Berkeley, unlike neighboring cities, has its own paramedics. Fire Chief Dave Brannigan spoke at a “Save Alta Bates” event in February about the complexity and time-sensitivity of the department’s emergency response system. If all emergency services relocate to Summit, Berkeley will have to overhaul that system, add ambulances and restructure dispatch, he said.
The health impact report also found that populations facing greater health risks tend to live far away and could be more heavily affected by the relocation of Alta Bates’ services.
“A wealth of evidence suggests that vulnerable populations may be more severely impacted by hospital closures, and should be taken into special consideration in the context of Alta Bates and the capacity of the East Bay regional healthcare network,” the authors wrote.
In 2016, more than half the emergency room patients at Alta Bates were people of color, according to the report. Forty-one percent of all patients at the hospital were uninsured or had Medi-Cal. In 2017, a quarter of Alta Bates’ patients were from Contra Costa County. The county’s residents in the hospital’s coverage area are less white, lower-income and face higher health risks than those in Alameda County.
Across the state, there are increasing numbers of hospitalized elderly patients, so ER and inpatient visits might increase more in the coming years, the authors noted.

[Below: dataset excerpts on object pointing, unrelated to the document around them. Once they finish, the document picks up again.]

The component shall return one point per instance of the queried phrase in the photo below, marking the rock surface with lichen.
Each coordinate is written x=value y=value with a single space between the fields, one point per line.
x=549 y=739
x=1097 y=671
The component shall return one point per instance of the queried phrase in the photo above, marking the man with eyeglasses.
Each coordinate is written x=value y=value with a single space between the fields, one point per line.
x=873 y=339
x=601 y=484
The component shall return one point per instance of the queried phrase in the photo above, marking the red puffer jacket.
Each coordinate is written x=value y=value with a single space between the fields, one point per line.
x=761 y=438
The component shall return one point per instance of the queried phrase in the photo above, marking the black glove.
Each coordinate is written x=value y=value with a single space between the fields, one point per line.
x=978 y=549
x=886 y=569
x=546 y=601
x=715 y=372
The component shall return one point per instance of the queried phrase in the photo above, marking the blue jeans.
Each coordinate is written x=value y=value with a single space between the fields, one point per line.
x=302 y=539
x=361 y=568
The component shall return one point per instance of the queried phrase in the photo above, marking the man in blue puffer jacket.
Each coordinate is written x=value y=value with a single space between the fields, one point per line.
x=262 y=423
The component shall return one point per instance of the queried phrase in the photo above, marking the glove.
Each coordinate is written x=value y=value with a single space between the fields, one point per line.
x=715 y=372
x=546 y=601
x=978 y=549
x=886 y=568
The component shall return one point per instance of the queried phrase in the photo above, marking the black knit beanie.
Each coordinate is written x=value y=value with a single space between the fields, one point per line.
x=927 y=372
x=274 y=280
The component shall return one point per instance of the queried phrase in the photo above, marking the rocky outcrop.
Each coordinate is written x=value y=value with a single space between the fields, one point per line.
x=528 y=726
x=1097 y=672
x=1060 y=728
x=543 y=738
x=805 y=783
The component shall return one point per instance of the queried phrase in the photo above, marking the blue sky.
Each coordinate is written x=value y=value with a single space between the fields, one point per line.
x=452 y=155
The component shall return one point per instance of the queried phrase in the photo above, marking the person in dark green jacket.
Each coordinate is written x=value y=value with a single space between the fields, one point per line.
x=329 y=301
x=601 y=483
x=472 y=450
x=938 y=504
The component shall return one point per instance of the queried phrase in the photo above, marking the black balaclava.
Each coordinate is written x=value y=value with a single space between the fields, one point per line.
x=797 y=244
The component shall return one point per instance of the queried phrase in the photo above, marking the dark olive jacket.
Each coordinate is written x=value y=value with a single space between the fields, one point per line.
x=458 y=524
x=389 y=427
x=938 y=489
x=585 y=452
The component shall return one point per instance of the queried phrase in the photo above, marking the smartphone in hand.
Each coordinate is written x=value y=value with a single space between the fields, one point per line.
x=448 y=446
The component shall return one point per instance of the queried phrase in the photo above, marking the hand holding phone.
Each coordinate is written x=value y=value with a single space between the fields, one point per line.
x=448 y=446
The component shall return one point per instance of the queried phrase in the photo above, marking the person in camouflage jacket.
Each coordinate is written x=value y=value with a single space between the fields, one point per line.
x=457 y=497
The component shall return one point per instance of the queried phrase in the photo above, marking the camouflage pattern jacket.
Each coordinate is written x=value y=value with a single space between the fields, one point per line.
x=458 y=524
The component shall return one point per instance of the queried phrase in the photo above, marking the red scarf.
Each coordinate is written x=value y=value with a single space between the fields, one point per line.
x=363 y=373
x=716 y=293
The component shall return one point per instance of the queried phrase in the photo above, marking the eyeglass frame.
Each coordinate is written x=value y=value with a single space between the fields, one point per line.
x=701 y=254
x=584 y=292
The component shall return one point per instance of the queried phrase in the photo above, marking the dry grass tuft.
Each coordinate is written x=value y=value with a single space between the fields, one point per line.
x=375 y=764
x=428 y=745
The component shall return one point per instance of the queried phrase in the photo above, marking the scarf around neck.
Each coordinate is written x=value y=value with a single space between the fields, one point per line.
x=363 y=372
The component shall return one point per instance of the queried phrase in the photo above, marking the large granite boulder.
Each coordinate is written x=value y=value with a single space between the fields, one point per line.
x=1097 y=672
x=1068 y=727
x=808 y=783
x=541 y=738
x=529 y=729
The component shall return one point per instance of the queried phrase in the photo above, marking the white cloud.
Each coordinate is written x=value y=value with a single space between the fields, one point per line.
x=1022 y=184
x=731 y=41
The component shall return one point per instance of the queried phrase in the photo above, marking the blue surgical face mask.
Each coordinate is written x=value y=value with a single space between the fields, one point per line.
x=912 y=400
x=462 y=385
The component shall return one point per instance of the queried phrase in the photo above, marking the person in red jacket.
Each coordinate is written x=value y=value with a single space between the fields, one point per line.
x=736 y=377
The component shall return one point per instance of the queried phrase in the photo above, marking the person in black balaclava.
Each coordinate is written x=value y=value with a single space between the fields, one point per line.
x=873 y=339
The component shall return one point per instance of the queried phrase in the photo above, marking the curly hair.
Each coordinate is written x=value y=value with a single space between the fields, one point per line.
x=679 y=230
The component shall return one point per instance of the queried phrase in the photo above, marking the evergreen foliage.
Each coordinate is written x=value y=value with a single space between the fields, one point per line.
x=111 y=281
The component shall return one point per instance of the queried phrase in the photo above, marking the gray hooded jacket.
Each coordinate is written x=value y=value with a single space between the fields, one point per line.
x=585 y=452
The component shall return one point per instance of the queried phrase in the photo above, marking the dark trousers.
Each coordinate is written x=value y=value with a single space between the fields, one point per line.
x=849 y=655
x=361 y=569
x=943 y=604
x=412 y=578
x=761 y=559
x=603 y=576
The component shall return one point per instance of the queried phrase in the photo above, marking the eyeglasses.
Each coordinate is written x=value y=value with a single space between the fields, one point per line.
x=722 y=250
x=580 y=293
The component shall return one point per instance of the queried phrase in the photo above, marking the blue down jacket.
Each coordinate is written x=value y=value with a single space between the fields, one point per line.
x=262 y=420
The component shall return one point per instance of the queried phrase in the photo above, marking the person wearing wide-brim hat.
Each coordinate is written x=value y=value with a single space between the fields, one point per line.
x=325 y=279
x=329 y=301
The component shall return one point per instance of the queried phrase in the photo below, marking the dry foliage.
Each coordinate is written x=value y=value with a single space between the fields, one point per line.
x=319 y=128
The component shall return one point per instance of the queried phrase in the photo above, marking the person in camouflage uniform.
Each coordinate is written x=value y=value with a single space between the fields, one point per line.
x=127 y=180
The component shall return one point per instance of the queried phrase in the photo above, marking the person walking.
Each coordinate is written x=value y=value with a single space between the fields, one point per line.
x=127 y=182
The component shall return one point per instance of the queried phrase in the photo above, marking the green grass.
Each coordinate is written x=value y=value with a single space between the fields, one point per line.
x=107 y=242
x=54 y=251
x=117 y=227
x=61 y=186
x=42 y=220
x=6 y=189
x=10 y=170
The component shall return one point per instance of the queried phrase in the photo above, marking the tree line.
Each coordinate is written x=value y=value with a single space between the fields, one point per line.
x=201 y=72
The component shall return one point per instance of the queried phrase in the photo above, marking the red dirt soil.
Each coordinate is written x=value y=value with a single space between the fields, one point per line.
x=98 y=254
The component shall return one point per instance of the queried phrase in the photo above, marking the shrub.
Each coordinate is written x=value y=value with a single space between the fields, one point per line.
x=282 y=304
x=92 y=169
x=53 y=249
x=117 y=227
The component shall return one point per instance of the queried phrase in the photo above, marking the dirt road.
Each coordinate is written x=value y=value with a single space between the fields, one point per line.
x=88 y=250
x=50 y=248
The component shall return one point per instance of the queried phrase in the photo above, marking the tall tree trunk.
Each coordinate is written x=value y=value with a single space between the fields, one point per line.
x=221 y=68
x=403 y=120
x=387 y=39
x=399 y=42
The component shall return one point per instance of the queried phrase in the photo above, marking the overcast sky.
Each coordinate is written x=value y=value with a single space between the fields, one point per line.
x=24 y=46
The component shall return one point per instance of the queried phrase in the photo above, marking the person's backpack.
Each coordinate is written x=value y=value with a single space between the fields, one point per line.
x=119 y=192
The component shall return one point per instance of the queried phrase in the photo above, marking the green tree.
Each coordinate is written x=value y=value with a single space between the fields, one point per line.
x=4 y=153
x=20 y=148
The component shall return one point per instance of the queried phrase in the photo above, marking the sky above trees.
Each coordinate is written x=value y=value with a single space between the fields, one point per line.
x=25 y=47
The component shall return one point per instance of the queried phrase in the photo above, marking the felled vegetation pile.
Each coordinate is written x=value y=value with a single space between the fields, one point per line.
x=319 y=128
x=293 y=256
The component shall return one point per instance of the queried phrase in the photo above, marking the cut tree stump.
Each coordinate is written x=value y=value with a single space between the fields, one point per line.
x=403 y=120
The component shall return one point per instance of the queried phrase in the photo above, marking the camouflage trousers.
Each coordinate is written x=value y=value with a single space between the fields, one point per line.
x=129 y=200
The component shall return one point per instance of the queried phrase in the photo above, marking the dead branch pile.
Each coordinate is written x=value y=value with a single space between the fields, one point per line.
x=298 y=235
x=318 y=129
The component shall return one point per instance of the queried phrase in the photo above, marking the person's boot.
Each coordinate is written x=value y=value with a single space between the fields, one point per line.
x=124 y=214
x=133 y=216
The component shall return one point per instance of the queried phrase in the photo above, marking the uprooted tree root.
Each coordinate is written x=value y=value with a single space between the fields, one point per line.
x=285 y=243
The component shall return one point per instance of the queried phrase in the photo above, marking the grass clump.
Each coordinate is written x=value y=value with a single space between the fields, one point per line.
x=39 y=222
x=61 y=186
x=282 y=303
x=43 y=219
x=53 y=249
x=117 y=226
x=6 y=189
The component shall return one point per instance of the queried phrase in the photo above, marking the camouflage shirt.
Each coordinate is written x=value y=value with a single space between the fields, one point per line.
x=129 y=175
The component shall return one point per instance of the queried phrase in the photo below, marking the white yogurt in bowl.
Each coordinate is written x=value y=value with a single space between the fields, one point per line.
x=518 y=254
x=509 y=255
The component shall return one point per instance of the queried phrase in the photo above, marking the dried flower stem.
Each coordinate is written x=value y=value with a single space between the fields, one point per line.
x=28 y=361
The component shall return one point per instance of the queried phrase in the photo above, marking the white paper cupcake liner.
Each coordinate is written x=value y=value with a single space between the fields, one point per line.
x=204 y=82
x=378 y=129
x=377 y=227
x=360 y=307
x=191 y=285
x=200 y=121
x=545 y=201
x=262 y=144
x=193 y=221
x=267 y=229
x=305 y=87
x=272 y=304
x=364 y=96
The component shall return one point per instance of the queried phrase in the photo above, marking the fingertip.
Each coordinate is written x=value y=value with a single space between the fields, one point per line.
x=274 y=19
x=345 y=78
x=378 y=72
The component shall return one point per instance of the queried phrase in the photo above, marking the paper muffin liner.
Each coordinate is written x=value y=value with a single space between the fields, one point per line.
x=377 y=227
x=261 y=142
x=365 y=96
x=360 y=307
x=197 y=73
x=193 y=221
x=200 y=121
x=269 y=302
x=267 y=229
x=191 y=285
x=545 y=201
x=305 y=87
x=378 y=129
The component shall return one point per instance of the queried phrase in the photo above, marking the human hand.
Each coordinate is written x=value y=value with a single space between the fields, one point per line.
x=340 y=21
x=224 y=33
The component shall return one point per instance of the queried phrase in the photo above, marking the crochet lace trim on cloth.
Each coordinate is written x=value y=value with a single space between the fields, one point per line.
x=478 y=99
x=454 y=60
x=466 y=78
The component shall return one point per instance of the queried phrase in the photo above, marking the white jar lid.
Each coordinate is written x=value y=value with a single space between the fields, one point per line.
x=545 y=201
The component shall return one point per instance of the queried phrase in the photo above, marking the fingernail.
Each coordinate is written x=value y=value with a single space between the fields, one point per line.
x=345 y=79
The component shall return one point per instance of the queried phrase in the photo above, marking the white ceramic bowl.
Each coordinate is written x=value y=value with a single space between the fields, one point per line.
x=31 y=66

The study also examined the potential impact of a disastrous event on hospital visits locally.
“There are a number of manmade and natural disasters we know could happen, and we need to have an ER to provide the essential emergency care,” Arreguín said at the press conference. In an earthquake scenario estimating the impact a 7.0-magnitude quake on the Hayward Fault, 14,000 people would receive injuries and more than 800 would seek emergency care.
Throughout the press event, impassioned shouts of “save it or sell it” rang out through the crowd.
With the passage later that evening of the council item, the city manager’s office will now get to work crafting a letter to Sutter.